Non una sorpresa per Giulio Sapelli, professore ordinario di Storia economica presso l’Università degli Studi di Milano, relatore di un importante convegno all’Aquila lo scorso febbraio organizzato da AbruzzoWeb, che analizza la situazione tedesca, che ha ovvi e pesanti riflessi sugli altri Paesi d’Europa, attraverso un capitolo fondamentale, quello del lavoro, con riferimento alla cosiddetta riforma Hartz (Jobs Act nella versione italiana, ndr).

“Un giano bifronte che ha tolto di mezzo il caposaldo del sistema sociale, non di welfare, tedesco: l’operaio di fabbrica, il metalmeccanico, colui che guadagnava in media più di tutti gli operai europei e aveva contratti quasi intoccabili, come quelli che c’erano un tempo in Giappone, contratti a vita”, commenta.





“Tutto questo era sancito da un accordo politico, una cogestione tra lavoratori e impresa, non con le forze sindacali, visto che nei consigli di gestione erano eletti i lavoratori, non i sindacati – prosegue Sapelli – Un sistema che naturalmente aveva alla base un forte mercato interno e l’esportazione, il che costringeva le imprese a continue innovazioni”.

Il prof fa notare anche che “gli imprenditori, dal canto loro, avevano sempre cercato di far abbassare il monte salari degli operai tedeschi, ma, come molte persone forse sanno, in Germania c’erano dei sindacati tra i più forti al mondo”.

Non a caso, prosegue, “la riforma Hartz prende il nome da Peter Hartz”, consigliere del cancelliere tedesco (precedentemente capo di stato della Bassa Sassonia, proprietaria di un pacchetto azionario Volkswagen) Gerhard Schroder, ed ex dirigente risorse umane proprio della azienda pubblica tedesca Volkswagen fino al 2005, lo stesso Hartz finito al centro di uno scandalo fatto di tangenti, favori a membri dei sindacati e uso di prostitute pagate dall’azienda.

Nel 2007 Hartz fu condannato a due anni di prigione, poi ottenne la libertà condizionale e gli fu inflitta una multa di 576 mila euro.

“Quindi è una riforma del mercato del lavoro che è il prodotto di un manager legato ai padroni, non ai lavoratori – sottolinea l’esperto – Un prodotto che ha ridato fiato alle imprese tedesche non competitive, abbassando di molto il costo del lavoro, e che ha introdotto il lavoro a tempo determinato, fino a qualche tempo fa considerato una bestemmia, con un’esplosione di mini-salari e minijob”.





“Dunque, tutto ciò che noi abbiamo introdotto con delle leggi, quasi tutte fatte da deputati, senatori, avvocati, giuslavoristi del Partito democratico, lì lo ha fatto la Socialdemocrazia.

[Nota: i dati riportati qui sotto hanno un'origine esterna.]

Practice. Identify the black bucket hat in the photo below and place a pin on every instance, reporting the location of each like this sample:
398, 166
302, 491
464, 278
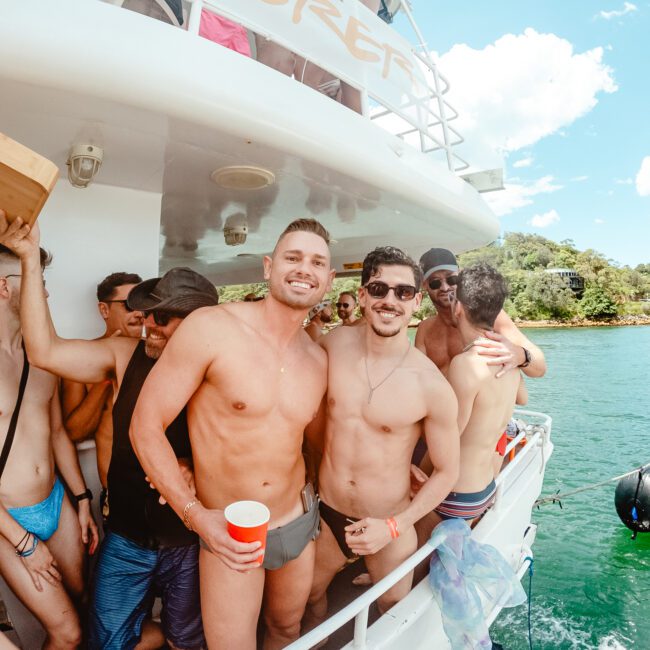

Che, guarda caso, dal 1998 a oggi ha perso oltre 10 milioni di voti”, insiste.

Ciò, comunque, “non implica il fatto che in Germania non si lavori o si guadagni poco. Il livello salariale tedesco – precisa il professor Sapelli – è ancora tra i più alti d’Europa, mentre l’Italia, insieme a Grecia e Portogallo, ha quello più basso”.

“Ed è ‘normale’ che sia così, visto che il modello al ribasso imposto su scala europeo è quello tedesco, anche se Angela Merkel, che la socialdemocrazia l’ha appoggiata, ha dovuto imporre il salario minimo, visto che gli imprenditori stavano facendo, letteralmente, carne di porco”, rimarca ancora.

“Da questo – dice ancora Sapelli – si è verificato uno spostamento di consensi enorme, quindi anche in Germania c’è una forma di inversione della rappresentanza. Ormai, gli operai tedeschi votano Die Linke, oppure Alternative für Deutschland”.

“In ogni caso stiamo parlando di struttura avviata al fallimento, con aumenti di povertà, di working poor, gente che lavora ma rimane povera lavorando, con il mercato interno che si restringe sempre di più e con assenza di investimenti – è la convinzione, in conclusione, dell’economista – Il miracolo dei tedeschi sta per esaurirsi. E noi italiani non dovremmo imitarli”.